Google cloud services suffered a significant outage in the afternoon of June 2nd, which lasted for several hours and impacted many of its own and third-party services.
On June 3rd, the Palo Alto, California-based company revealed more details about the outage and gave solutions for preventing future incidents.
In a statement, Benjamin Treynor Sloss, vice-president of engineering at Google, said the company apologizes for the outage that caused “low performance and elevated error rates on several Google services.”
According to Google, the outage occurred as a result of a “configuration change” intended for a “small number of servers in a single region” was being applied to a “larger number of servers across several neighbouring regions.”
This caused congestion on the regional servers of Google Cloud.
“The network became congested, and our networking systems correctly triaged the traffic overload and dropped larger, less latency-sensitive traffic in order to preserve smaller latency-sensitive traffic flows,” said Sloss.
According to Google statistics, a 10 percent drop in global YouTube views occurred during the outage. Google Cloud storage measured a 30 percent reduction in traffic. One percent of active Gmail users, which accounted for millions of users worldwide, had problems with their account. Google Search, on the other hand, recorded a short-lived increase in latency.

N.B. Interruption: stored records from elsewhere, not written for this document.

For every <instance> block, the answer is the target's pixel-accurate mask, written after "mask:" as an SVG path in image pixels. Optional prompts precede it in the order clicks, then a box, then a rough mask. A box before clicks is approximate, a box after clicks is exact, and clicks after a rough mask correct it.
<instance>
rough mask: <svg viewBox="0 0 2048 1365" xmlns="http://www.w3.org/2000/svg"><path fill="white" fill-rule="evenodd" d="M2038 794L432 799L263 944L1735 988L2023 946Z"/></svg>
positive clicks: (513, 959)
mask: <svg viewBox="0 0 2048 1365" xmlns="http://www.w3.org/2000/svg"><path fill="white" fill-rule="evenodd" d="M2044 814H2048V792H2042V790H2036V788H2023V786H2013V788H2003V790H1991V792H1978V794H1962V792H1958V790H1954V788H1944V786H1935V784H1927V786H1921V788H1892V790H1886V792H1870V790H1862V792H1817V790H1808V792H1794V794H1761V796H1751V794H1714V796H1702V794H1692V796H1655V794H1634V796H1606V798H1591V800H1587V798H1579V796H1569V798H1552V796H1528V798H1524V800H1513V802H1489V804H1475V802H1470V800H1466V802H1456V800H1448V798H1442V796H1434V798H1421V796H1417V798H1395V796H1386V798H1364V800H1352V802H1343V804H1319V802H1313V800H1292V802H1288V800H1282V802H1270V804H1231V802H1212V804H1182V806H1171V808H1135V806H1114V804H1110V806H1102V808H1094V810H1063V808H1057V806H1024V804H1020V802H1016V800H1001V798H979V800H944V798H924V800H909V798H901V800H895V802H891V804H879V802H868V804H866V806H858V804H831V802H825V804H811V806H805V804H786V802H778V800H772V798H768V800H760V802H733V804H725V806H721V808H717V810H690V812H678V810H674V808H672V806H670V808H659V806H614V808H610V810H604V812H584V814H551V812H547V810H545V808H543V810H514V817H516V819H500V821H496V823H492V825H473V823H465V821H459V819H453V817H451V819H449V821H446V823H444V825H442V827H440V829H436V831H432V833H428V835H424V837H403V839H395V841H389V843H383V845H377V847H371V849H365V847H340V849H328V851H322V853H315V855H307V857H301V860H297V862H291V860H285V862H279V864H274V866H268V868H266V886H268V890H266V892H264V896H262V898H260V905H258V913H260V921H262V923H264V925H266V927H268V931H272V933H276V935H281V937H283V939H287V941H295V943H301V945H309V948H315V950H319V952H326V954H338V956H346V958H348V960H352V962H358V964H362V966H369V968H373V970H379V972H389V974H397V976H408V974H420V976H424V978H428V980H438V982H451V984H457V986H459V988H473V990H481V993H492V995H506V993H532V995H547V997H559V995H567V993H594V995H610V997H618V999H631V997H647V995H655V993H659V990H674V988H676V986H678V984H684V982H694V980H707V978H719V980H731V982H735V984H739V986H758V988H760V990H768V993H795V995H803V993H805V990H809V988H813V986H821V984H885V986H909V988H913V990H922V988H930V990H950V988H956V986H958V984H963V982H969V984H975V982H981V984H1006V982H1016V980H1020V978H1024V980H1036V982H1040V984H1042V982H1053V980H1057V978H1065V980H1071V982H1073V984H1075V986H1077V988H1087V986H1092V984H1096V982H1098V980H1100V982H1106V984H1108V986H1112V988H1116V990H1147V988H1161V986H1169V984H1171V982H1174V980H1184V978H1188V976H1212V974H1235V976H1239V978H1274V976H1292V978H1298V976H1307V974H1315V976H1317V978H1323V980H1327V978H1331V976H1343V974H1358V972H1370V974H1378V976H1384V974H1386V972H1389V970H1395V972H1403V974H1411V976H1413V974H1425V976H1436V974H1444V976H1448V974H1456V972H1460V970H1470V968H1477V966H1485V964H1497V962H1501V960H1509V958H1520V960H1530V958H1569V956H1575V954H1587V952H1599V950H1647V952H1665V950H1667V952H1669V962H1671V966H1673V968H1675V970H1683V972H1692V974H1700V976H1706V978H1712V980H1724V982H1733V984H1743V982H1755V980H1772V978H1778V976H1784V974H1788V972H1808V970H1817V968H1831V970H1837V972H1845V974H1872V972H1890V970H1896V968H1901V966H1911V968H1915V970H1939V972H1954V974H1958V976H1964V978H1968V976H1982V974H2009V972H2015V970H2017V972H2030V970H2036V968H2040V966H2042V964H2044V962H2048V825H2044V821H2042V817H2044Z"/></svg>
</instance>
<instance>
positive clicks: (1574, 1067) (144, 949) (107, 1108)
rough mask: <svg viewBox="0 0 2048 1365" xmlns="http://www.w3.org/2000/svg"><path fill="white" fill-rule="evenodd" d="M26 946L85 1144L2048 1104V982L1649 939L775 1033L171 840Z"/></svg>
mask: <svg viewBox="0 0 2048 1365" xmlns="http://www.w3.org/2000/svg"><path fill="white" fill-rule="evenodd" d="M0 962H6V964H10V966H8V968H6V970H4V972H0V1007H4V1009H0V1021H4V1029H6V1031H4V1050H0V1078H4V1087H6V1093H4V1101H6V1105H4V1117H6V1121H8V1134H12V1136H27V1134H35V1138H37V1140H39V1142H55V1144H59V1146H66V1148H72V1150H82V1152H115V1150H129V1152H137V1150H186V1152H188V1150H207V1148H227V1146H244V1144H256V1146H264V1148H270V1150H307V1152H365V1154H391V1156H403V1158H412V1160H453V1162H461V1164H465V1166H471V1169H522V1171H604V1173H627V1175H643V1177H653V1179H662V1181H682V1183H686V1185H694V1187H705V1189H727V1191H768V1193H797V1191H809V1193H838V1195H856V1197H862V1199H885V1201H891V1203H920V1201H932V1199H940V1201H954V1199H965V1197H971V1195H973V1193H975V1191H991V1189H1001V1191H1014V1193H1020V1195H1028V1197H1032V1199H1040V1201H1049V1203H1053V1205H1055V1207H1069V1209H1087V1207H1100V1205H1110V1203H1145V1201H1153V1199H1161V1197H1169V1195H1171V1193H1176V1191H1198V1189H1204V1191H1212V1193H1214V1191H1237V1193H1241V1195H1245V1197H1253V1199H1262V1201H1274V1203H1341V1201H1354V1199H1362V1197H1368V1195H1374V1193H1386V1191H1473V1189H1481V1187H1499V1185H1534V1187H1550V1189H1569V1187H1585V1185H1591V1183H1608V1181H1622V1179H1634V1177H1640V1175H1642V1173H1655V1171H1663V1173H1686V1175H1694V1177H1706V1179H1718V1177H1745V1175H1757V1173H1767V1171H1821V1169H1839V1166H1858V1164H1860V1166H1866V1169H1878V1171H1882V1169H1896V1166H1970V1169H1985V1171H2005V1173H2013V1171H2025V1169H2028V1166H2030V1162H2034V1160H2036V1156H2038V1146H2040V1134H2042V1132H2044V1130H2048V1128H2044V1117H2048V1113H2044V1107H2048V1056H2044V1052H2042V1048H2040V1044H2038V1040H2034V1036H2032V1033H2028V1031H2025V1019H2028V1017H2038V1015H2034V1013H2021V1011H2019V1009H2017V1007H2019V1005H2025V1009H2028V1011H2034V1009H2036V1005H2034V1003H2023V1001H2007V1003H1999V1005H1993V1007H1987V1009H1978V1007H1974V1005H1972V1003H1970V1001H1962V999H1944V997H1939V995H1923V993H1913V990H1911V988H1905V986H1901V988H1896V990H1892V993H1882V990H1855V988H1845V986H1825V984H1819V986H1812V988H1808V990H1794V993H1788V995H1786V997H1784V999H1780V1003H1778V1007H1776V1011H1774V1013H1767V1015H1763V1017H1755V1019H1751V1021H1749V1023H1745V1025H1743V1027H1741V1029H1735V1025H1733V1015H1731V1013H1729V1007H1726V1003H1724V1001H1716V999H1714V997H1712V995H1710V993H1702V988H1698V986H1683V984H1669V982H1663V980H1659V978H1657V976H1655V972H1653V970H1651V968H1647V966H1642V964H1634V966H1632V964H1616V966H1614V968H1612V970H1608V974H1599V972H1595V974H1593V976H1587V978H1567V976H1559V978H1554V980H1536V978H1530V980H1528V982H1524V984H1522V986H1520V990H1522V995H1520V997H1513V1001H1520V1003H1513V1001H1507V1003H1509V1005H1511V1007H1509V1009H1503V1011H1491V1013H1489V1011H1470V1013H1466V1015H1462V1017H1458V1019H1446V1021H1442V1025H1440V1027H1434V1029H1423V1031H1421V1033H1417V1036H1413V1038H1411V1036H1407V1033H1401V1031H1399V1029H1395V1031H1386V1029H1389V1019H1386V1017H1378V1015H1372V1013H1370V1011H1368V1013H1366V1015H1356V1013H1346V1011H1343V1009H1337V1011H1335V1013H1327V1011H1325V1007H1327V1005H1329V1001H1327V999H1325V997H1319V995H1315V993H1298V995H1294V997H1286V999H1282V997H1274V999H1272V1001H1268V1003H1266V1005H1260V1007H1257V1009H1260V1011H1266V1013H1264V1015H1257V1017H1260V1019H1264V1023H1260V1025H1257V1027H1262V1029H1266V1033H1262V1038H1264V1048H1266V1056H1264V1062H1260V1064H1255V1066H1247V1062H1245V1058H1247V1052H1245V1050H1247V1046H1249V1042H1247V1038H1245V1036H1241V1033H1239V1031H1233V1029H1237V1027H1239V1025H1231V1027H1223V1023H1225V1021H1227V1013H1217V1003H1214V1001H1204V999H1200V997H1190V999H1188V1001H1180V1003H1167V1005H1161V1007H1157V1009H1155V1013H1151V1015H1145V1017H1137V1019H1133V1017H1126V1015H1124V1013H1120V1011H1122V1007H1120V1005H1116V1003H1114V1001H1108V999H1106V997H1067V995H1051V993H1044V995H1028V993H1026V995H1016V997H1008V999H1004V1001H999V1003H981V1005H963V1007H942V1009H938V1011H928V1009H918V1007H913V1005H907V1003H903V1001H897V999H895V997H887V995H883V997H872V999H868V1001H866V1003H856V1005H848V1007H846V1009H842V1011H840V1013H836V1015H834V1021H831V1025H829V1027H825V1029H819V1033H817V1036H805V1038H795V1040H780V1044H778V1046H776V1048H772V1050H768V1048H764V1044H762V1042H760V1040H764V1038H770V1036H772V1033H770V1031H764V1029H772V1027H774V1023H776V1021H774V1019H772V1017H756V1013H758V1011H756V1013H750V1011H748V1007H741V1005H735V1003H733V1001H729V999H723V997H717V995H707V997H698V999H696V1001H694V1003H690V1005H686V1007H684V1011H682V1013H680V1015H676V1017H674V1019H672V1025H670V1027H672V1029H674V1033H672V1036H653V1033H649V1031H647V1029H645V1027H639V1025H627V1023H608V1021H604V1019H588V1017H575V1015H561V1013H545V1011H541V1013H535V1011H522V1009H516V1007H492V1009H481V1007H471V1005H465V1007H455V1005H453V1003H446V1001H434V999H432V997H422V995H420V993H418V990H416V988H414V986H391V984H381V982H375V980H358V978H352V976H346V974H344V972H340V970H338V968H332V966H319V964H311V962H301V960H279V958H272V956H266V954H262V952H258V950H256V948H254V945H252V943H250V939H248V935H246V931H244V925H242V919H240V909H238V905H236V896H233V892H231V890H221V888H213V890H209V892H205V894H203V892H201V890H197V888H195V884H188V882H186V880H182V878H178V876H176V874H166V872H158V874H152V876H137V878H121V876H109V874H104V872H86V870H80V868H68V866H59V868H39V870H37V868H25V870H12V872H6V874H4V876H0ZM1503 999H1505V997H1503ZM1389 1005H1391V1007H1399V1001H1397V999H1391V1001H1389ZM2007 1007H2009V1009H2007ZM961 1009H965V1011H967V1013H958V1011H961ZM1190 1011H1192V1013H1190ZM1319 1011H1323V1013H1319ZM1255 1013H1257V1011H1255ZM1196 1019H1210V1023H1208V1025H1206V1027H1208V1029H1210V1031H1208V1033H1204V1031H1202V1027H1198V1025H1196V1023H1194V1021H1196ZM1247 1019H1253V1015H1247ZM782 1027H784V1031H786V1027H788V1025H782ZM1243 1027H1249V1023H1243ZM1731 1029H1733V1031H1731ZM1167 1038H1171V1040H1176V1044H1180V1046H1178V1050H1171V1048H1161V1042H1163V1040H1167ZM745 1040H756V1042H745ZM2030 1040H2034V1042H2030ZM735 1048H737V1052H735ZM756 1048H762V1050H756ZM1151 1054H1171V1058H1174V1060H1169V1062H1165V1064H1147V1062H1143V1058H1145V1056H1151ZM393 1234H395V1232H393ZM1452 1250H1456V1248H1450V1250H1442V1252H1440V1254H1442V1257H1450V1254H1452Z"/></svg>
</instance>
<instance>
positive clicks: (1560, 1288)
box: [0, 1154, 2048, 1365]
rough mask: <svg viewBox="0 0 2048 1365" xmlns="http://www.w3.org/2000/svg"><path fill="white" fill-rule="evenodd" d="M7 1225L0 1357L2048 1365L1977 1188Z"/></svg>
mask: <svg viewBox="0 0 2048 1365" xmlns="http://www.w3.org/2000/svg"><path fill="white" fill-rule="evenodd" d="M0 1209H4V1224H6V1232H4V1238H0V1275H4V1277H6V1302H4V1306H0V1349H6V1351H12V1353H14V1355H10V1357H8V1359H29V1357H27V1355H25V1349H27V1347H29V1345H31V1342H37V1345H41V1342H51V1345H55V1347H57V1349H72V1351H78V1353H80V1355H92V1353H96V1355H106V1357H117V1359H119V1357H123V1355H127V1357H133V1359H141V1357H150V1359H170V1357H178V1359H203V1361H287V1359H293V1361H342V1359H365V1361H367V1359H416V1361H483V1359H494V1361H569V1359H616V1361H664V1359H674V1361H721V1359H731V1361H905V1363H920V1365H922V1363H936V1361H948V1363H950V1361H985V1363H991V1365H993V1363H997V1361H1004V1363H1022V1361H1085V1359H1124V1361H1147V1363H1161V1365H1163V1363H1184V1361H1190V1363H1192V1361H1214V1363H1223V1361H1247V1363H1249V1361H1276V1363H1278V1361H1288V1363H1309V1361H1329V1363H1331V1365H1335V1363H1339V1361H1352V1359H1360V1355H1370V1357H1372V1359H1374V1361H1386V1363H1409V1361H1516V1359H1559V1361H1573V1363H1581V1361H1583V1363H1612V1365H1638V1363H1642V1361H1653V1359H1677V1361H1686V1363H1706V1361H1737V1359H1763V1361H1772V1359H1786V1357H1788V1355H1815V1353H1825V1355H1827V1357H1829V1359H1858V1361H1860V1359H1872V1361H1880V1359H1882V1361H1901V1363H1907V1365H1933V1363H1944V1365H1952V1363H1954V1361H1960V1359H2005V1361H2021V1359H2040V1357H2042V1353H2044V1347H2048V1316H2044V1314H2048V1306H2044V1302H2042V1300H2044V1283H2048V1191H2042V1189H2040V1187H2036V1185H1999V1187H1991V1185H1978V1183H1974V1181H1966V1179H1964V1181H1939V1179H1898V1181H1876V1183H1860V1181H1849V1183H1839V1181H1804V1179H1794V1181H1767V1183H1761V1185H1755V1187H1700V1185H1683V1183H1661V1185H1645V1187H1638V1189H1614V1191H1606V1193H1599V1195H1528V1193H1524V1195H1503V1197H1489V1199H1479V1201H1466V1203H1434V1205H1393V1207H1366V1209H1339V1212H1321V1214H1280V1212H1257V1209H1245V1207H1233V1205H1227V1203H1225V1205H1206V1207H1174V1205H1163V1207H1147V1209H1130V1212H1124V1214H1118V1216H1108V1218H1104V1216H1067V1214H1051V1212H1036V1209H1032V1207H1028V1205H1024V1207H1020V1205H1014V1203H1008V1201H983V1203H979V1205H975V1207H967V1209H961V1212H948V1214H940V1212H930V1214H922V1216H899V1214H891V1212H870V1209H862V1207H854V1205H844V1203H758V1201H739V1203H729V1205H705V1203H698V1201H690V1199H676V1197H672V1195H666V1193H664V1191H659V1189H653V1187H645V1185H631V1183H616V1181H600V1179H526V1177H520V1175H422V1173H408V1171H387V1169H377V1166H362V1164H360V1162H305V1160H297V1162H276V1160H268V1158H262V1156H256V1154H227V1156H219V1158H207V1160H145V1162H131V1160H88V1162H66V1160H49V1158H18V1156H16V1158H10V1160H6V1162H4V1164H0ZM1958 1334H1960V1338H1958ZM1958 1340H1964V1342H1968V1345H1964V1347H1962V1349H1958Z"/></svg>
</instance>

Third-party services like iCloud and Snapchat, which uses Google Cloud, were also affected during the outage.
Sloss said that the issue was detected “within seconds” and the same team of engineers, who congested the network earlier, was put in charge to restore the correct configuration. However, the degradation in services slowed their progress.
Google said that the company is working to prevent similar events from occurring again.